Riley arfa com a pergunta, Sylvia é séria quando a questiona. A doutora é sempre direta ao ponto, sabia que não havia rodeios com ela. Mesmo assim, ouvir aquelas palavras tão claramente, ainda faz com que Riley sinta-se tonta. Ela quer?
Quando mais nova, ela já havia pensado nisso. Casar, ter filhos, construir uma família era um sonho de garota. Teve muitos sonhos quando era mais nova. Entrar para a universidade, ter um bom emprego, viver uma boa vida. As coisas começaram a ser postas de lado quando sua mãe adoeceu, depois tudo se perdeu completamente quando o surto começou.

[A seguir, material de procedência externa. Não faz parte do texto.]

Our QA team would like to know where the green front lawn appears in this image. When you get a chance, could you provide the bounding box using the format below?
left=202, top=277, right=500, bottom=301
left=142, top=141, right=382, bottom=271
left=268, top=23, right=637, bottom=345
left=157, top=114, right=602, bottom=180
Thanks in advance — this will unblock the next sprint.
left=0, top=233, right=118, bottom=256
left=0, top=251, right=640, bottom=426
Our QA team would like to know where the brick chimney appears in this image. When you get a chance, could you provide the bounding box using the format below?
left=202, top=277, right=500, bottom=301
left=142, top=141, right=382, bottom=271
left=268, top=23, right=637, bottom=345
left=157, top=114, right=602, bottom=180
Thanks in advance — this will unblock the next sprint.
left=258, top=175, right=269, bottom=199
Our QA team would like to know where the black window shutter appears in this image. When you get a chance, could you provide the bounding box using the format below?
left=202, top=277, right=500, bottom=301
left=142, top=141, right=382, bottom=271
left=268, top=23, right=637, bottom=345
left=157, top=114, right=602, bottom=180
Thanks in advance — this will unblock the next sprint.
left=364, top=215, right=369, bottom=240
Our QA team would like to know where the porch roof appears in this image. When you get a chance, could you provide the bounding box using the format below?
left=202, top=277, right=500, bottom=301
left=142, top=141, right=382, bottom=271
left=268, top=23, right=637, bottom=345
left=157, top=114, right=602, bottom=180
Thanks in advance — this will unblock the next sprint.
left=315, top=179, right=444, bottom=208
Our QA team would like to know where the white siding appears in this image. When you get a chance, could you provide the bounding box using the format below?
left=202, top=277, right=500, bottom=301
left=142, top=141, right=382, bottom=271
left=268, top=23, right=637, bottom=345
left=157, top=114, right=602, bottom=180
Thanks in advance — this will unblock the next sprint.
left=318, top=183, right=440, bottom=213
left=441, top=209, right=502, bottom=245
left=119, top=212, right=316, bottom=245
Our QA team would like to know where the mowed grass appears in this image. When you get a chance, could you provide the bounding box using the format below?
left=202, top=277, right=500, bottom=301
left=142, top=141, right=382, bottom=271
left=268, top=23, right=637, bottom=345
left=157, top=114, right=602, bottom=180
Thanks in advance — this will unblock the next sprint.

Nada aconteceu do jeito que Riley planejou.
E mais uma vez isso estava acontecendo.
── Eu... estaria mentindo pra você se dissesse que não quero. ── Ela arfa, piscando algumas vezes para conter as lágrimas. ── Mas, as vezes, acho que vou ser egoísta colocando uma criança no mundo para fazê-la sofrer vivendo em um lugar como esse.
Sylvia assente, compreensiva.
Riley suspira e passa mão pelo rosto, limpando as lágrimas que nem percebeu ter derramado. Sylvia a ofereceu uma caixa de lenços, o qual ela aceitou e agradeceu. Guardou a caixa do teste no bolso e limpou o nariz com o papel.
── Eu não vou te convencer a manter o bebê. Nem te dizer que a maternidade é a melhor coisa que pode acontecer com você, porque não é. ── Disse Sylvia. ── Eu te garanto que passei alguns dos piores momentos da minha vida durante a gravidez e durante a criação da minha filha no meio de uma pandemia mas, no meu caso, isso serviu pra abrir meus olhos sobre muitas coisas. Principalmente sobre escolhas ruins que fiz no passado.
Descartando os lenços que utilizou em um um lixo no canto da sala, Riley retorna seu olhar para a mulher e a escuta atentamente.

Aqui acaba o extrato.